4. Any additional context?
   - Recent deployments?
   - Traffic changes?
   - Related system changes?

Please provide these details for a more accurate investigation.

Prompt Templates

Template: Service Performance Issue

Investigate [performance issue type] in [service-name].
[Specific date and time with timezone].
[Metric] increased/decreased from [baseline] to [current value].
[Any relevant context about deployments, traffic, or changes].

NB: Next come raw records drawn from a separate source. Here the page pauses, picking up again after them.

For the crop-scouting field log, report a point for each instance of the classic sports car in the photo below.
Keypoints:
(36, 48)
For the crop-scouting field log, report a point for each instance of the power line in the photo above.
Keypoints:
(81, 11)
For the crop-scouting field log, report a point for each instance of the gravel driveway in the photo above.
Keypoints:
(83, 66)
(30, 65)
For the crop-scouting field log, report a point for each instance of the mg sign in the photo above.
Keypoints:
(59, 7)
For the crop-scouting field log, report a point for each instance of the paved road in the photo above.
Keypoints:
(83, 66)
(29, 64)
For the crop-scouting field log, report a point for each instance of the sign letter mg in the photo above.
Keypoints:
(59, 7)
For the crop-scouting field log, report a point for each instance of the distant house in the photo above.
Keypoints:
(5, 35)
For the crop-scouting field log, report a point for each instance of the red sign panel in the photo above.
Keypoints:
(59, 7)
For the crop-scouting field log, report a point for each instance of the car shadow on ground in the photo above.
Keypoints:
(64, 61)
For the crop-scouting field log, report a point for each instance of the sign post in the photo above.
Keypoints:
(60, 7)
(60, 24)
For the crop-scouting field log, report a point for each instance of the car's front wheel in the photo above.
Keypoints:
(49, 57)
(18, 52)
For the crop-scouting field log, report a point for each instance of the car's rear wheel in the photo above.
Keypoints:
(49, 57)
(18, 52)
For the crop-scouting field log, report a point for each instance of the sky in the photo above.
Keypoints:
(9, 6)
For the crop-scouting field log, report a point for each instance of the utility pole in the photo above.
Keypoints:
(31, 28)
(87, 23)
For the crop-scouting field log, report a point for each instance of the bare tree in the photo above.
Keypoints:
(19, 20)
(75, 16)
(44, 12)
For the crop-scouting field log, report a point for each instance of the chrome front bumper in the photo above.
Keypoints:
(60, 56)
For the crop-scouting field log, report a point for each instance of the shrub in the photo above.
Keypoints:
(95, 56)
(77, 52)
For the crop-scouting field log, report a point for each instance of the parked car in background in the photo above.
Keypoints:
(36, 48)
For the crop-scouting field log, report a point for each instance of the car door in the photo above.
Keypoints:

Template: Error Rate Spike

Investigate error spike in [service-name].
[Date and time range with timezone].
Error rate at [X]% (normal baseline is [Y]%).
[Error type/code]. [User impact description].
[Context about what changed or was happening].

Template: Resource Exhaustion

Investigate [resource type] exhaustion in [service/component].
[Date and time with timezone].
[Resource metric] reached [X] (limit is [Y], normal is [Z]).
[Symptoms observed]. [Related services or impacts].
[Context about load, deployments, or configuration].

Testing Your Prompts

Before creating an investigation, mentally check:

  • Can someone unfamiliar with the issue understand what happened?
  • Is the time frame specific enough to narrow down logs?
  • Are service names exact (as they appear in your systems)?
  • Do metrics include actual numbers, not just "high" or "slow"?
  • Is there enough context to guide the investigation?

Quality Indicators

Signs of a good prompt: - 2-4 sentences with specific details - Includes all four essential elements - Uses exact service names from your infrastructure - Provides quantitative metrics - Gives enough context without being overly long

Signs of a poor prompt: - Single vague sentence - Uses relative terms ("recently", "the service", "something") - No specific times or metrics - Missing context about what's abnormal

Best Practices Summary

  1. Be specific - Use exact service names, not generic terms
  2. Include timestamps - Always specify timezone
  3. Quantify symptoms - Use actual metrics and thresholds
  4. Provide context - Mention deployments, traffic, or related changes
  5. Keep it focused - One issue per investigation
  6. Use your monitoring terms - Match names from your dashboards and alerts

Next Steps

Ready to start investigating? Check out these guides:


Pro tip: Save your best prompts as templates. When similar issues occur, you can quickly adapt proven prompts for faster, more consistent investigations.